The disk model is more convenient for the above approach, because all geodesics through $(0,0)$ are Euclidean lines, regardless of direction. As a result, the geodesic curvature of any curve $\gamma$ at the point $(0,0)$ of hyperbolic disk is exactly $1/2$ of its Euclidean curvature. This is assuming Gaussian curvature $-1$, which corresponds to disk model with $ds = \frac{4\,ds^2}{(1-x^2-y^2)^2}$; the factor $1/2$ comes from the Euclidean metric being $1/2$ of hyperbolic metric at $(0,0)$.
I used this approach here to calculate the geodesic curvature of horocycles such as $y=b$ (it's $1$) and of circles of hyperbolic radius $R$ (it's $\coth R$). For a general curve $\gamma$ in the upper half-plane, fix a point $w\in \gamma$ and consider the Möbius-transformed curve $\zeta(t) = (\gamma(t)-w)/(\gamma(t)-\overline{w})$ in the hyperbolic disk. The Euclidean curvature of $\zeta$ at $0$ can be computed by the standard formula $$ \kappa = \frac{\operatorname{Im} (\overline{\zeta'}\zeta'')}{|\zeta'|^3} $$ Hence, the geodesic curvature of $\zeta$ at $0$ is $\kappa/2$, and this is also the geodesic curvature of $\gamma$ at $w$, since Möbius transformations are isometries.
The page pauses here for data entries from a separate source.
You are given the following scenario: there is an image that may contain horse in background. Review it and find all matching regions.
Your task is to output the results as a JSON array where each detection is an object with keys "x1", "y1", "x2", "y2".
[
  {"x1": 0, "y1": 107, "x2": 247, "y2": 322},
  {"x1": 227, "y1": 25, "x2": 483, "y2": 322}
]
One can also use this approach directly in the half-plane model, which has vertical geodesics $x=a$. But then the curve $\gamma$ would have to be rotated so it's tangent to the vertical geodesic.
HINT: You should have a formula for geodesic curvature just in terms of the first fundamental form (and the curve, of course) if you're working in an orthogonal parametrization. (You don't say what material you know and what tools you have at your disposal. It's also a very straightforward computation using differential forms and moving frames.)